Amanda hanya diam. Demikian pula Devin. Entah kenapa suasananya menjadi begitu canggung saat ini. Melihat Amanda tampak lebih segar, sekelebatan bayangannya saat dalam bopongannya tanpa selimut mulai menggodanya. Dan dia nyaris yakin, kalau Amanda menyadari hal yang sama. Gadis itu antara sadar dan tidak saat dibopongnya ke rumah persembunyiannya ini.

Devin mendehem, mengambil kursi lalu duduk agak jauh dari Amanda.

“Aku di mana?” tanya Amanda beberapa saat setelah kecanggungan mulai mencair.

“Rumahku.”

“Rumahmu? Lalu Mansion Batista?” Sepasang mata almond dan bulu lentik Amanda berkedip. Dan Devin memaki dirinya, ketika dalam hatinya menggumam bahwa wanita yang sedang duduk di ranjangnya itu cantik. Membuat ada sesuatu yang terasa hangat mengalir pelan di dadanya.

“Itu milik ayahku.”

Amanda terdiam. Nama Andrew Chayton bukanlah nama yang setiap orang mendengarnya akan mengernyit karena tidak mengenal. Semua orang di kota ini sangat mengenal duda dermawan itu. Kegiatan amalnya tidak bisa dihitung dengan jemari sebelah tangan.  Namun baru kali ini Amanda tahu bahwa duda milyuner itu mempunyai seorang anak lelaki tampan. Bahkan sangat tampan di mata Amanda, karena dia hanya bersedekap dan menatapnya dari jauh, seolah menjaga kehormatan dan wibawa ayahnya. 

Sepasang mata tajam lelaki itu  tidak liar memindai dirinya.

Mengingat hal itu, membuatnya tertunduk dalam. Kejadian demi kejadian  yang berujung luka di tangannya adalah karena mata liar para lelaki.

“Siapa namamu?” tanya Devin, suaranya terdengar dalam.

“Aku? Amanda Harper,” sahut Amanda sembari mengernyit heran. Apakah lelaki ini mudah melupakan sebuah nama?

“Kau yakin?”

Amanda meraba kepalanya, lalu mengelus sendiri rambut coklat pekat sebahunya. Dia menyadari kalau ada yang sudah menyisir rambutnya.  “Kurasa aku tidak amnesia. Aku masih ingat kejadiannya.”

“Kalau begitu ceritakan semua padaku.”

“Haruskah? Semuanya?”

Devin mendengus pelan, kembali melipat tangan dan menyandarkan punggung di sandaran kursi kayu. Kursi itu berderak pelan. Kenapa anak pemilik dua perusahaan raksasa, hanya memiliki rumah kayu dengan perabot layaknya masyarakat kelas bawah? Ini semua mulai terasa aneh baginya. Dan Amanda berbisik dalam hati, bahwa dia tidak seharunya mempercayai siapapun, meski orang itu telah menyelamatkannya.

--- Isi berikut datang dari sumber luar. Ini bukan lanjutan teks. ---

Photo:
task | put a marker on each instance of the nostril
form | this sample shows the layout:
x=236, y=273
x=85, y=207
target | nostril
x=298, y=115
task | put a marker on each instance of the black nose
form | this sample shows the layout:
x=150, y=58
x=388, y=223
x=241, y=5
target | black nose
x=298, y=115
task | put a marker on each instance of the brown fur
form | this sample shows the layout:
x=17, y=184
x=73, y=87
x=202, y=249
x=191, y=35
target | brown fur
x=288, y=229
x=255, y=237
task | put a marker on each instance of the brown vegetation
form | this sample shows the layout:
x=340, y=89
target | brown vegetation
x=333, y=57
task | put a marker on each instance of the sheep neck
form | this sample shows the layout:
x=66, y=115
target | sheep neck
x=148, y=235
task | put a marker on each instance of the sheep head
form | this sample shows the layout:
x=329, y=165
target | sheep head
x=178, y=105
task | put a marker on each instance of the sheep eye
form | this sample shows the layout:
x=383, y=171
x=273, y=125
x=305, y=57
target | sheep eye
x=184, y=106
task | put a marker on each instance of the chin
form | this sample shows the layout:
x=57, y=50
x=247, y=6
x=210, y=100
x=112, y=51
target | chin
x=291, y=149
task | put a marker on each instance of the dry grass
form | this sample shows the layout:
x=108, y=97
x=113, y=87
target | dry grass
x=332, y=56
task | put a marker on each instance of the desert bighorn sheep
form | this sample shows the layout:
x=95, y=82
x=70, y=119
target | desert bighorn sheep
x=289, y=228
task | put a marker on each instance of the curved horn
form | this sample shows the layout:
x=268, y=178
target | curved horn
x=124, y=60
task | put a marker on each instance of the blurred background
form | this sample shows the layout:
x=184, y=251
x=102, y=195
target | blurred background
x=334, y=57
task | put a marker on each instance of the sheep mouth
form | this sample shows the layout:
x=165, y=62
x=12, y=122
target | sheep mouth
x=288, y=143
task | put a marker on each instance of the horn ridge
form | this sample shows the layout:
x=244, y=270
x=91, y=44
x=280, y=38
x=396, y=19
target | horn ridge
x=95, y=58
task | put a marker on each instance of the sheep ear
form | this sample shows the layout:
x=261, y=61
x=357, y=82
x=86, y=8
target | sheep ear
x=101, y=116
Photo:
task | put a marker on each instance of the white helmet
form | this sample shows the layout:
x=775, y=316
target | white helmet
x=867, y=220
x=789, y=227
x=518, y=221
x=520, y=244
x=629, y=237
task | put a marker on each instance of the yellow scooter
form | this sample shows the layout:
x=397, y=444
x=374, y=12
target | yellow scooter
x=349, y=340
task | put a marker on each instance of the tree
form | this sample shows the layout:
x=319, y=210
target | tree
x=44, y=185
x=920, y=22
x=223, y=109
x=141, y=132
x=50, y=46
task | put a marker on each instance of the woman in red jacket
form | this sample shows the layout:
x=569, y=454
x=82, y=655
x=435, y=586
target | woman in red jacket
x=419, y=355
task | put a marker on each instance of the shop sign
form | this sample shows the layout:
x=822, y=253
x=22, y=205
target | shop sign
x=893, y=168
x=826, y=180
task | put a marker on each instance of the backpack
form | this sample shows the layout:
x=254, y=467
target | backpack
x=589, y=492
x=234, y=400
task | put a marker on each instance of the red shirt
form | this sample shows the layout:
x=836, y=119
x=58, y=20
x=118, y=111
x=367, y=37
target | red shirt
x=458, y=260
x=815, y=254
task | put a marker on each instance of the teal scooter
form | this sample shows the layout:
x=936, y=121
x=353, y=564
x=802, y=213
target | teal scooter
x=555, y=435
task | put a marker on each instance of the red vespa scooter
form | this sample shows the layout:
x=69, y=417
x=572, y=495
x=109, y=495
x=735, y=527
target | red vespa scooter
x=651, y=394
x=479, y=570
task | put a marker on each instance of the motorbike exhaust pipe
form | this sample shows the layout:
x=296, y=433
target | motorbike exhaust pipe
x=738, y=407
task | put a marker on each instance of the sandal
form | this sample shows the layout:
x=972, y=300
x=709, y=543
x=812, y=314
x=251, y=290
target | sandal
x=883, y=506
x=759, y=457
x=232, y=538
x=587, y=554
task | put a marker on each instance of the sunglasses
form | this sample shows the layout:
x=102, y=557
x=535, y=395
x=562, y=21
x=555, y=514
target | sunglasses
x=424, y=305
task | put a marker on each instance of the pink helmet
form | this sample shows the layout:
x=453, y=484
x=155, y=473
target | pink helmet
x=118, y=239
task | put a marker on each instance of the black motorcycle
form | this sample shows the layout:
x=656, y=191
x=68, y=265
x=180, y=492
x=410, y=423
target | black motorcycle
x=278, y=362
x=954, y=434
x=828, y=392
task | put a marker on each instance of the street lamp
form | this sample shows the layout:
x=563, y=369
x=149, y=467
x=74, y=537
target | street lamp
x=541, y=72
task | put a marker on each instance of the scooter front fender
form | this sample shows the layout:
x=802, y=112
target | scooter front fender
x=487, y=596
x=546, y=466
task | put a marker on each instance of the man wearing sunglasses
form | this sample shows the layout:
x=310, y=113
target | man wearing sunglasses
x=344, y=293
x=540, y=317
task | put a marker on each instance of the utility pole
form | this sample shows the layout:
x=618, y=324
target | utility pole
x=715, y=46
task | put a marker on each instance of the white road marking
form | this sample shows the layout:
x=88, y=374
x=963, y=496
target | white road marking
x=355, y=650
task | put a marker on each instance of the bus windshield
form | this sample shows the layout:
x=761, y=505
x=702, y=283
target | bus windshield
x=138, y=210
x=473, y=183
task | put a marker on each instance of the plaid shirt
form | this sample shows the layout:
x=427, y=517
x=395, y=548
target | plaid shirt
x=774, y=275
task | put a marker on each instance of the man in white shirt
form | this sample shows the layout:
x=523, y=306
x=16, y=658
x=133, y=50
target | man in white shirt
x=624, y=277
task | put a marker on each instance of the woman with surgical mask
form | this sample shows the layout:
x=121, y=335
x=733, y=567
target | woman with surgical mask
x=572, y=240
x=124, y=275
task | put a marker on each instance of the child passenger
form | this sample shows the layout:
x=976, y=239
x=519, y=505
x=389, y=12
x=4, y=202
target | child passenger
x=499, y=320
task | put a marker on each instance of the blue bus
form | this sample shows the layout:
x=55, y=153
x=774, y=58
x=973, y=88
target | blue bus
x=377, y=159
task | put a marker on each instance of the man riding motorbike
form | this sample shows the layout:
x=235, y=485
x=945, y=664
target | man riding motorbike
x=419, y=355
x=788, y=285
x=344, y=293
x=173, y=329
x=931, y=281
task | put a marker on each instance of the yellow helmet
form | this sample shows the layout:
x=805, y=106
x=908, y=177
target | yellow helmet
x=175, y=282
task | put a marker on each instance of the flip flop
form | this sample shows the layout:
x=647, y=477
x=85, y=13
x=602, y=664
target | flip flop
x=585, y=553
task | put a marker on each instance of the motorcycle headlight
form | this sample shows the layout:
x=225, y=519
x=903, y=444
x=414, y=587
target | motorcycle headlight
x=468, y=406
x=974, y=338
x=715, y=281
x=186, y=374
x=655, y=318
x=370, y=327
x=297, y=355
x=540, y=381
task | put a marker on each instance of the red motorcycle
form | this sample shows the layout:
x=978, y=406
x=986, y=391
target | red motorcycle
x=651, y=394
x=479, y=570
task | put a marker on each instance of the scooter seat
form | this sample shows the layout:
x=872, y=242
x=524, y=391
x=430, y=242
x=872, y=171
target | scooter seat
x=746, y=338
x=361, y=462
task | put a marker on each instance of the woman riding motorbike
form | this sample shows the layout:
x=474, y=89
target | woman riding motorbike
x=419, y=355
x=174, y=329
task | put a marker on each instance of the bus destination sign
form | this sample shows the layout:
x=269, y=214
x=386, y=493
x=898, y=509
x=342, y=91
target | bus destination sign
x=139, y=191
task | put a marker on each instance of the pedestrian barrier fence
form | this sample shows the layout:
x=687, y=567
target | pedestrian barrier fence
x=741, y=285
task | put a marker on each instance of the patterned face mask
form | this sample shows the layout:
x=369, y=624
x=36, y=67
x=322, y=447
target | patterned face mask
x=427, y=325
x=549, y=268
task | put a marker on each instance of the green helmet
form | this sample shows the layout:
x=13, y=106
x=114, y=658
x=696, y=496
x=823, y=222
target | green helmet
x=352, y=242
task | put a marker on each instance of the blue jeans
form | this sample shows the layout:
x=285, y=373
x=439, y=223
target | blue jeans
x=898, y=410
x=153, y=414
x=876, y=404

Penembakan itu sudah membuktikan, bahwa penegak hukumpun bisa berhati serigala.

“Kau meminta pertolongan padaku, memohon perlindungan. Aku, tidak ada kepentingan apapun denganmu. Jadi, bisa saja aku menyerahkanmu pada Komisaris Hoggart. Dia mencarimu ke Mansion Batista.”

Amanda memejam mata. Komisaris Hoggart. Nama yang sangat dihapalnya.

“David Hoggart.”

“Aku yakin kau mengenalnya?”

Amanda mengangguk pelan. “Aku akan menceritakan semuanya, tapi maukah kau berjanji?”

Devin mengendik bahu. “Tergantung. Aku orang bisnis. Aku tidak akan mengambil apapun yang akan merugikanku.”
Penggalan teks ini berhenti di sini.